Review of Fever Dream

Fever Dream (2021)
7/10
The threat is in the details
14 October 2021
Summary:

The director Claudia Llosa carries out a complex and disturbing story, quite faithful to the novel by Samanta Schweblin (both are co-writers of the film), a psychological thriller with edges of terror where the threats and the danger that tighten the rope of the "distance of rescue " between a mother and her little daughter could be located in fantastic elements, in the most real of worlds, or in both.

Review

Amanda (María Valverde) arrives at a country house to spend a vacation with her little daughter Nina. There she establishes a relationship with a neighbor, Carola (Dolores Fonzi), mother of a disturbing boy named David. From certain revelations from Carola, Amanda will perceive a growing sense of danger.

Of course, Fever Dream widely transcends this synopsis. It was a challenge to transfer to the cinema the extraordinary homonymous nouvelle of the Argentine Samanta Schweblin, given its complex narrative structure, which the film by Claudia Llosa (co-writer with the novelist) maintains and which makes the film retain a certain literary imprint.

This complexity has to do with several factors, basically with the point of view. The story is narrated and driven by an off-screen dialogue between Amanda and David, in which he precisely guides the former (and the viewer) on a journey through the extensive flash back that constitutes most of the film. It is not known where (either exactly when) this dialogue takes place, but it occurs at a critical moment for Amanda, in which David's voice forces her to search for the keys to understand what happened, to understand how it got there. It should be noted that there was no way to avoid that literary dialogue in off of a double narrator since it is essential for the structure and the sense of the story. The timelines, which come and go, and which at times open like a set of Chinese boxes, are complex but quite clear.

In this story Amanda mentions what she calls "rescue distance" (itle of the film and the novel in Spanish), which she understands as the maximum distance that can exist between a mother and her child so that she can keep him or her safe and which is perceived as an invisible thread that unites them and that reaches its maximum tension when that distance is reached and that can be broken if exceeded.

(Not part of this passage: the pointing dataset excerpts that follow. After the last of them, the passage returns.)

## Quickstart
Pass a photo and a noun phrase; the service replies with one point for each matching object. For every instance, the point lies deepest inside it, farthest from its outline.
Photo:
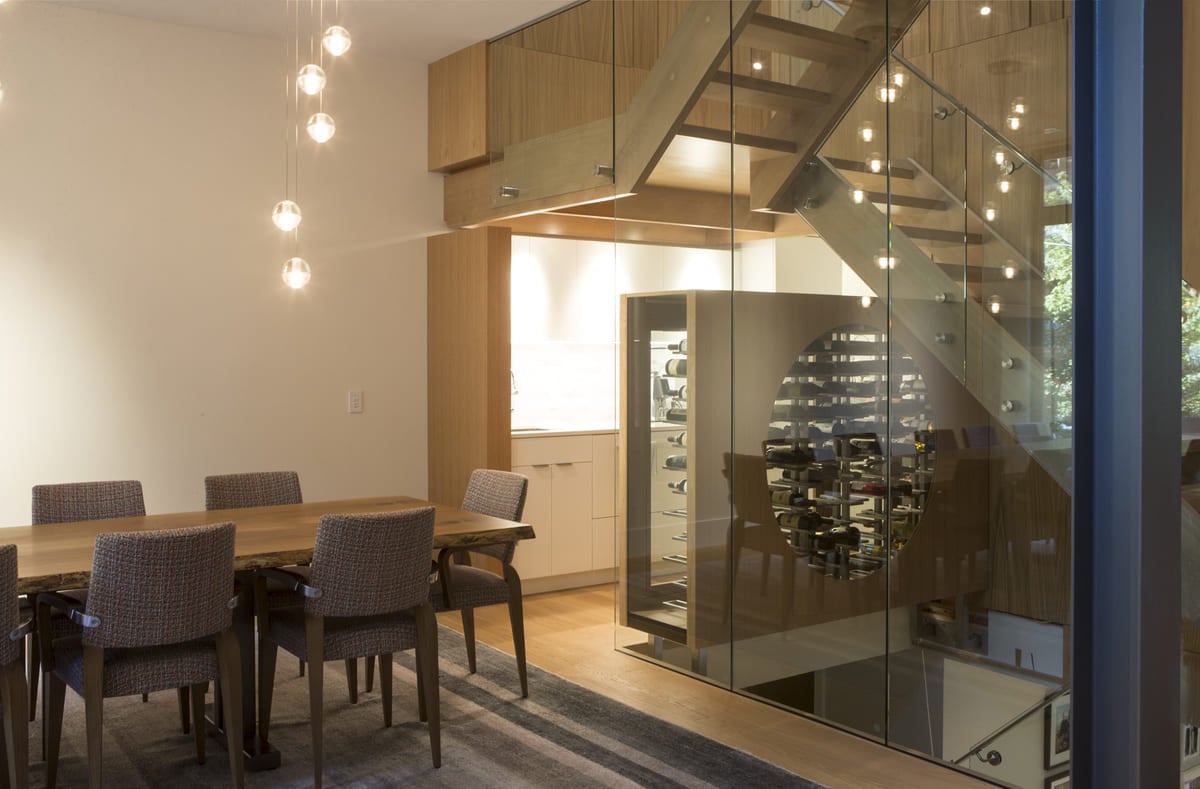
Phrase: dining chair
(463, 588)
(70, 501)
(159, 615)
(13, 692)
(367, 594)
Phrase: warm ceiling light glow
(297, 272)
(336, 41)
(321, 127)
(286, 216)
(311, 79)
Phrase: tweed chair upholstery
(367, 592)
(157, 616)
(10, 607)
(499, 494)
(156, 588)
(87, 501)
(253, 489)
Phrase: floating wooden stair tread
(762, 92)
(906, 200)
(793, 38)
(861, 167)
(737, 138)
(935, 234)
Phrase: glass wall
(843, 258)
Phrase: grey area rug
(562, 735)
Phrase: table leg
(258, 753)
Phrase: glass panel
(551, 106)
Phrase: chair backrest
(10, 612)
(371, 564)
(155, 588)
(253, 489)
(88, 501)
(499, 494)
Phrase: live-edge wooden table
(58, 556)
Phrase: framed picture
(1061, 781)
(1057, 733)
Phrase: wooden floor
(570, 633)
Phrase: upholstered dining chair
(465, 588)
(367, 594)
(71, 501)
(13, 693)
(159, 615)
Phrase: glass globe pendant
(297, 273)
(286, 216)
(321, 127)
(336, 41)
(311, 79)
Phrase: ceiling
(423, 30)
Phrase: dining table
(58, 556)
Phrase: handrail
(963, 108)
(995, 735)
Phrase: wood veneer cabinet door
(469, 357)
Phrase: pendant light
(297, 272)
(336, 41)
(321, 127)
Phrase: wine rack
(833, 488)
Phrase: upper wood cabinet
(459, 109)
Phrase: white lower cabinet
(563, 504)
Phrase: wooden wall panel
(1192, 143)
(954, 23)
(457, 109)
(469, 357)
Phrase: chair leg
(516, 619)
(352, 679)
(229, 662)
(267, 655)
(185, 717)
(468, 633)
(427, 655)
(94, 706)
(315, 640)
(385, 686)
(16, 724)
(34, 670)
(197, 705)
(53, 698)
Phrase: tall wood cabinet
(469, 357)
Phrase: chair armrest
(295, 582)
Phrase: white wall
(144, 330)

The concept of distance as a limit that operates in a bond and that is a factor of anguish in the film, takes on a disturbing premonitory quality (the novel predates the covid pandemic) since it is inevitable to relate it to that of social distance and with other realities of a threatening environment.

Carola tells Amanda (who is waiting for her husband to arrive to join her vacation) what happened to her son, a disturbing story that, added to the voice-over story, will mark the climate of the entire history. In this way, Llosa carries out a complex and disturbing story about these two mothers and their children, a kind of psychological thriller with edges of terror where the threats and the danger that tighten the rope of the rescue distance between mother and daughter could be located in fantastic elements, in the truest of worlds, or both.

Valverde, Fonzi and the children are very good in their roles and the complex fragmentary narrative structure of the film is excellently assembled. The film exploits very well the beautiful exteriors where it takes place and which are also, in some way, essential protagonists of the story.

I must clarify that my vision of the film was somewhat "contaminated" because I read the book before. I can point out that the adaptation is quite faithful to the novel, although in it the sensation of terror is more suffocating because the story is more urgent. But also, having read it, the disturbing is perceived from before. That is why it is not a bad idea to see this movie again knowing where it is going.